In April 2023, a grand jury in the United States District Court for the Northern District of Illinois indicted Iván Archivaldo Guzmán Salazar, along with his brother, Jesús Alfredo Guzmán Salazar, and half-brothers, Joaquín Guzmán López and Ovidio Guzmán López. All four were charged with various narcotics and arms-related offenses against the United States, including leading a large faction of the Sinaloa Cartel. This indictment alleged he controlled the smuggling of cocaine, heroin, methamphetamine, and fentanyl into the United States and that he was involved in various acts of violence, including a murder that took place in the United States.

== Kidnapping ==
On 15 August 2016, members of the Jalisco New Generation Cartel (CJNG) kidnapped Iván Archivaldo Guzmán Salazar, his brother, Jesús Alfredo Guzmán Salazar, and four other individuals. The kidnapping occurred in broad daylight in the exclusive restaurant La Leche in the bustling tourist area of Puerto Vallarta.

The following week, both the family of El Chapo Guzmán and the DEA confirmed that Alfredo, Iván, and the others had been released.

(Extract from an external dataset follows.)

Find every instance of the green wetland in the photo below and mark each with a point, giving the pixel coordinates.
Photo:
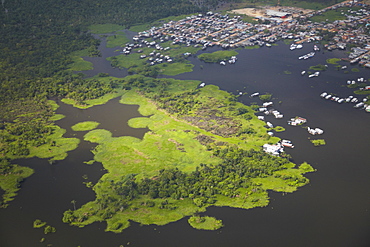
(136, 137)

== After the imprisonment of El Chapo ==
Following the 2019 conviction of El Chapo Guzmán in the United States v. Guzmán case, the United States Department of State claims that Iván Archivaldo, Jesús Alfredo Guzmán Salazar, and half-brother Ovidio Guzmán López "have increased their power within the Sinaloa Cartel. They have expanded their enterprise with sophisticated fentanyl laboratories in Culiacán [...] and expanded drug smuggling utilizing maritime and air transportation in addition to smuggling tunnels and border crossings."

The U.S. State Department's Rewards for Justice Program offers a $10 million reward for information leading to the arrest and/or conviction of Iván Archivaldo Guzmán Salazar.

Iván Archivaldo was reportedly captured and arrested by Mexican Military personnel on the outskirts of Culiacán, Sinaloa, on the evening of 29 August 2024. These reports were later disproven by Mexican news outlets.